A rotina enfadonha de Ghosn é descrita em detalhes pelo Le Figaro. O ex-dirigente é vigiado 24h, seja dentro de sua casa, em Tóquio, ou quando sai na rua. Ghosn está proibido de ter contato com a mulher, Carole, porque a Procuradoria teme que ela venha a influenciar as testemunhas do processo. O executivo, que antes só viajava de jatinho, hoje usa um celular antigo e não tem acesso à internet em casa. Ele só tem autorização para navegar na rede de segunda a sexta-feira, das 9h às 17h, quando tem permissão para usar os computadores do escritório de seus advogados. Tudo o que ele fala e faz é monitorado pelas autoridades judiciárias.

Segundo Le Figaro, a queda de Ghosn foi orquestrada pela colaboração da Nissan com a Justiça japonesa, com o objetivo de impedir que ele concretizasse o projeto de incorporação da montadora japonesa numa única holding controlada pela francesa Renault.

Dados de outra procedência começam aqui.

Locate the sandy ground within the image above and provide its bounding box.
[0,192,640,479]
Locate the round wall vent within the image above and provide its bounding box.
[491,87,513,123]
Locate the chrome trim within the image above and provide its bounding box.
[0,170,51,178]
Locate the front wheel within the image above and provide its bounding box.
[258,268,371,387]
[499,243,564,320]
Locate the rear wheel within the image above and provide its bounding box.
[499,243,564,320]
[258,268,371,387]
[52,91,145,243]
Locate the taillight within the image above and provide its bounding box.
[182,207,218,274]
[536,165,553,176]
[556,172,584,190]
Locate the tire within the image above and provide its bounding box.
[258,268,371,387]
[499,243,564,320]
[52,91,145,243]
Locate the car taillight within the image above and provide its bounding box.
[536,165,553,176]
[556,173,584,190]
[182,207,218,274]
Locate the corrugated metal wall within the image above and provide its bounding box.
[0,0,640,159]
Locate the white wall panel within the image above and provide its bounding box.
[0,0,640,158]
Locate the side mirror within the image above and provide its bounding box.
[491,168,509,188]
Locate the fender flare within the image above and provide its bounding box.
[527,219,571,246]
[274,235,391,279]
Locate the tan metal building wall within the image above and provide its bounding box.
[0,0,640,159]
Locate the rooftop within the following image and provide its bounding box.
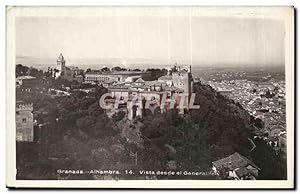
[212,152,259,170]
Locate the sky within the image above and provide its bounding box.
[16,16,285,66]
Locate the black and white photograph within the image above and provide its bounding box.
[6,6,294,189]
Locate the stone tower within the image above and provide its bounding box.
[56,53,66,77]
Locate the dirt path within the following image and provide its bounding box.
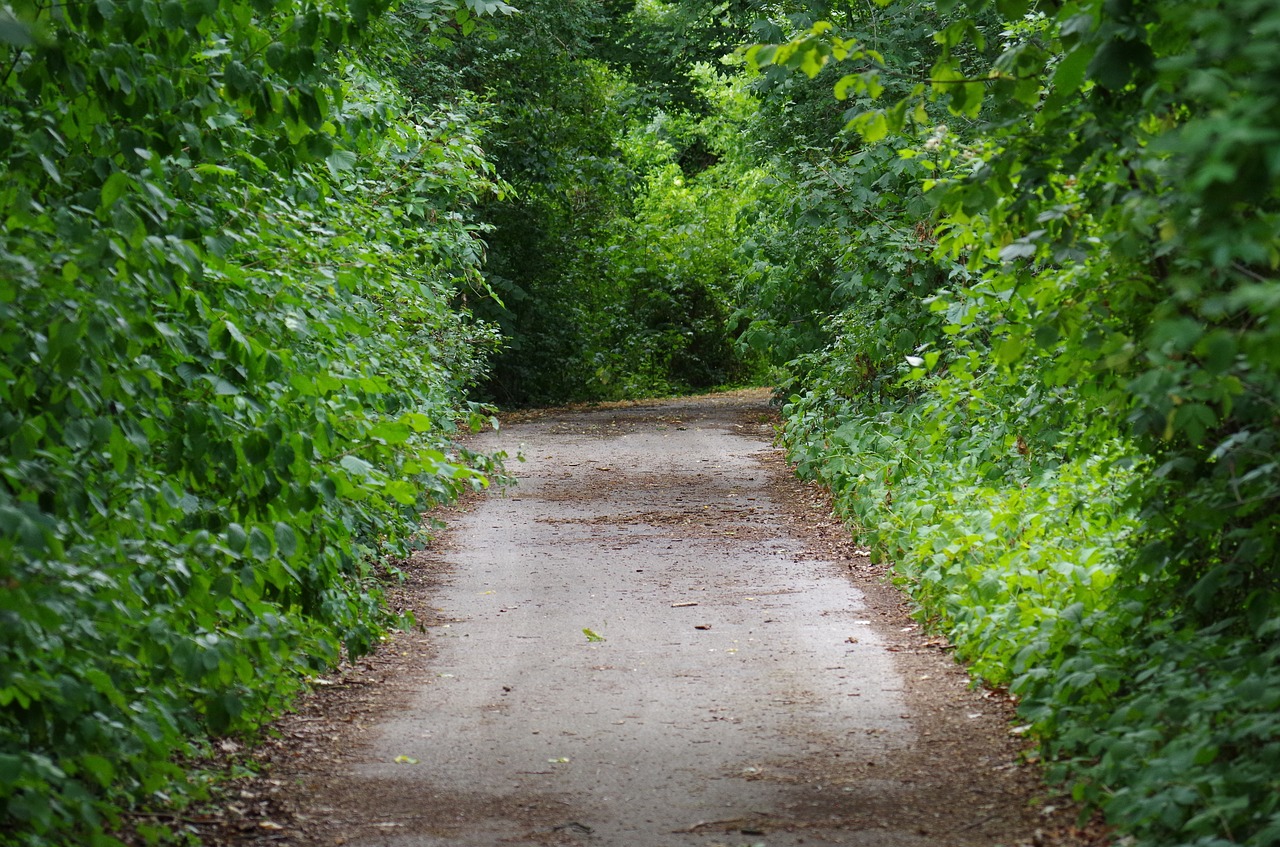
[227,393,1100,847]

A família do executivo critica a fraca mobilização do governo francês em defesa do ex-patrão, mas o presidente Emmanuel Macron conversou sobre o caso com o primeiro-ministro japonês, Shinzo Abe, recorda o Le Figaro. Em um artigo publicado neste domingo, 30 parlamentares franceses defendem que Ghosn seja repatriado à França para ter um julgamento justo e equilibrado. Esse apoio é considerado importante para manter a pressão sobre a Justiça no Japão, mas o fato é que Ghosn cai cada vez mais no esquecimento.

Defesa frágil

Les Echos diz que o ex-presidente da aliança de montadoras nega categoricamente as acusações que são feitas contra ele, mas não tem respondido com precisão às questões levantadas nos vários países onde é investigado: Japão, Ilhas Virgens Britânicas, Líbano, Holanda e França. Ele insiste no argumento de que foi vítima de uma conspiração industrial montada pelos ex-colaboradores da Nissan e altos funcionários do governo japonês que não queriam ver a integração das marcas japonesas sob comando exclusivo da Renault.

Um ano depois de o escândalo vir à tona, a o grupo tenta se organizar sob novas bases. Os diretores da Nissan e da Renault foram afastados recentemente. No caso da montadora francesa, quatro nomes serão submetidos para pilotar a empresa na próxima reunião do conselho de administração, ainda sem data prevista. O italiano Luca de Meo, CEO da Seat, e Patrick Koller, diretor da francesa de autopeças Faurecia, estão entre os favoritos.